What You'll Need
You will need to download the following two components for the encryption performed in this article:
- Gpg for Windows
- Starksoft OpenPGP component for .NET (see note at end of article regarding this component).
Background
Where you need to encrypt data using PGP, GnuPG is an excellent choice to get the job done.
And with the Starksoft OpenPGP Component for .NET, we can write against an API which interacts with GnuPG to enable integration with your custom .NET apps.
Install GnuPG for Windows
The first step is to install GnuPG for Windows. Go to the GnuPG for Windows site, download the exe, and run the installer.
(Make it easier on yourself and accept the default location for where it will be installed.)
Before we write a line of code, we need to create a key for encryption/decryption.
Basic Step by Step Tutorial for GPG Usage
I am by no means an expert, so this is a very basic tutorial on usage of GPG. It’s just enough to get you up and running.

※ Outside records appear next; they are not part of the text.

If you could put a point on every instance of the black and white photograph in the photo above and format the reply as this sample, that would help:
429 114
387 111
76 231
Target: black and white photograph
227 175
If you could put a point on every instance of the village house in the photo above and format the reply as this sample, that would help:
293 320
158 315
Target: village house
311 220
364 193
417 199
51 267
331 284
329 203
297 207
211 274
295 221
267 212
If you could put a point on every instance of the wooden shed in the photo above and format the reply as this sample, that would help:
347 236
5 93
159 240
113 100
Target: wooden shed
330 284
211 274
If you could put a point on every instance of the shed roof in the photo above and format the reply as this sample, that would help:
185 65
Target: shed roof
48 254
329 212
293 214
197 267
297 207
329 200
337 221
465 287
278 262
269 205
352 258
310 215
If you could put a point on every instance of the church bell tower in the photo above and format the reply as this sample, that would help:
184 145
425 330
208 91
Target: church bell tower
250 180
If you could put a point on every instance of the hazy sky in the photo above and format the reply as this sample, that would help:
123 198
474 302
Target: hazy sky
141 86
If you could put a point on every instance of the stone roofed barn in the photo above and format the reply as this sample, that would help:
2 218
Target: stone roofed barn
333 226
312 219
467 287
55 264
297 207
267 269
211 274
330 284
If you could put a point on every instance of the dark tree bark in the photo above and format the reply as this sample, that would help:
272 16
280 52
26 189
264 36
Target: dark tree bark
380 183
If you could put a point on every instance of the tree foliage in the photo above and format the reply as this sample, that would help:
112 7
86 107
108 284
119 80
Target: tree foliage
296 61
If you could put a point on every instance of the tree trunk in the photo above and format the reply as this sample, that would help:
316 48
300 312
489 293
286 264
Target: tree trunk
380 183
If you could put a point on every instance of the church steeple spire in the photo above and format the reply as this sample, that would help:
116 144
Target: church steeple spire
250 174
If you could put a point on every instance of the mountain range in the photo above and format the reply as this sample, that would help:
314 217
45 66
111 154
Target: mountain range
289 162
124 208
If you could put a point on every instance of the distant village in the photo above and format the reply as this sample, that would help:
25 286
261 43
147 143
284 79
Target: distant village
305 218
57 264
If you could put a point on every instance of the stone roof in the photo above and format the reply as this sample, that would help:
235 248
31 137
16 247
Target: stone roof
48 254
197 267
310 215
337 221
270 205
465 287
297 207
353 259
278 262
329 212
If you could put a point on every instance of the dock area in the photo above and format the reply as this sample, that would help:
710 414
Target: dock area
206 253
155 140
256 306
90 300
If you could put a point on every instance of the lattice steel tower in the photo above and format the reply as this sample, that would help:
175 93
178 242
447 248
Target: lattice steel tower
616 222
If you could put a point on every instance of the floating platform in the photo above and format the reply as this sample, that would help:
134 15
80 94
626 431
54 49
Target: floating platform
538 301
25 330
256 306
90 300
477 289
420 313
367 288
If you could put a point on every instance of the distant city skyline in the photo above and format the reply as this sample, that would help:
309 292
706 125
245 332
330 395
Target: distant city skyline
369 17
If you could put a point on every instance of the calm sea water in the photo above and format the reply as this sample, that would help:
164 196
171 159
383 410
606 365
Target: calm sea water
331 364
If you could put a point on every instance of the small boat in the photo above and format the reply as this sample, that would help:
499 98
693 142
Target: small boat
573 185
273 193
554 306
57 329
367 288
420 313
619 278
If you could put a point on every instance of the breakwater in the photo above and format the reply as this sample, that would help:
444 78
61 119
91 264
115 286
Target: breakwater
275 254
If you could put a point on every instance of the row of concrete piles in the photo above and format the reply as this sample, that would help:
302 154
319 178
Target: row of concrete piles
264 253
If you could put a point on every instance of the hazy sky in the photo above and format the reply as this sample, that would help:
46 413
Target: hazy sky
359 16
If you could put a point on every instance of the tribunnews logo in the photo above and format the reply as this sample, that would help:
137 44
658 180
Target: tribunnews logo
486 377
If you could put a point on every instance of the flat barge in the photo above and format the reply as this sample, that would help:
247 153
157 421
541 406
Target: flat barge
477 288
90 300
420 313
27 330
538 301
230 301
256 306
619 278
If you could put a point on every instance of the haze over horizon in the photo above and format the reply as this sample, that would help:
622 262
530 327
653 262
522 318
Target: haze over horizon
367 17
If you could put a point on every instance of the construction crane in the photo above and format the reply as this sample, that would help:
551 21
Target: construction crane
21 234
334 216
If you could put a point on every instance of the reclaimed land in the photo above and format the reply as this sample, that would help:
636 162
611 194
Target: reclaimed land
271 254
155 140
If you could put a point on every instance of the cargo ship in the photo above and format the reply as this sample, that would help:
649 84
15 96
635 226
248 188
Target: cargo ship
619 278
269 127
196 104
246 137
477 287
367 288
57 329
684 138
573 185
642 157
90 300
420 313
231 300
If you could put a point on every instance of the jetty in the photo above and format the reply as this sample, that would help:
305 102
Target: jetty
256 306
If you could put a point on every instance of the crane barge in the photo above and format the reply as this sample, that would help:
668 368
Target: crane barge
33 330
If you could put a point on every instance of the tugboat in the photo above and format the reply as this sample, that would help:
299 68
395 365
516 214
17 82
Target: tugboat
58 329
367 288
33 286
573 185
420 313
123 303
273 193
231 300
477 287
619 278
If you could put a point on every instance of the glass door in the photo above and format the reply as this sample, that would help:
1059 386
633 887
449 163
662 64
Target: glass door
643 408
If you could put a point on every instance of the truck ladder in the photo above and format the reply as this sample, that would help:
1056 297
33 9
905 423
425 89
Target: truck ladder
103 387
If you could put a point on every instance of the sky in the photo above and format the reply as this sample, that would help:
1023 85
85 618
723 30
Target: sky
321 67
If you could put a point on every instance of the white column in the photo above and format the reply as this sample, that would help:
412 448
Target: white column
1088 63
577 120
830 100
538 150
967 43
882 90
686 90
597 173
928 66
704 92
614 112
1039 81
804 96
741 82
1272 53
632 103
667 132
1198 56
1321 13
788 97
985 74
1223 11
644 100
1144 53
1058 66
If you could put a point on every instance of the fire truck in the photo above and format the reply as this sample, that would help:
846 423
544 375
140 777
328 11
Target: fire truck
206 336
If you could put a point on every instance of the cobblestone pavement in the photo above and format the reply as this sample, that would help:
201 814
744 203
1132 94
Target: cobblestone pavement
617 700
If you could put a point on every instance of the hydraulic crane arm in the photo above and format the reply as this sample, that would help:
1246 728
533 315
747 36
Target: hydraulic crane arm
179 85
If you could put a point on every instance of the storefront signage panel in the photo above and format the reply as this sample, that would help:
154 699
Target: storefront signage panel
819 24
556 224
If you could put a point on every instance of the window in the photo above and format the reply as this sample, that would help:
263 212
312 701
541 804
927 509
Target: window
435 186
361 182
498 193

PGP encryption uses Public-key Cryptography. So, to truly test this out, you should have
two computers (either physical or virtual). The first computer (Computer A) should create a private key, then export it as a public key.
Then Computer B can use that public key to encrypt some data, which it can then transmit to Computer A. At that point, Computer A can use its private key to decrypt that data.
So, fire up Computer A first and create a private key. Do this by running the command:
gpg --gen-key
See the screenshot below for how I answered the questions that followed. You can accept defaults by pressing
Enter. A couple of questions prompt you to enter a letter.
In those cases, the default is in brackets.
Note the dialog box which is launched to capture the all-important pass-phrase. Do not forgot that pass-phrase. You will require it to decrypt anything which is encrypted with that key.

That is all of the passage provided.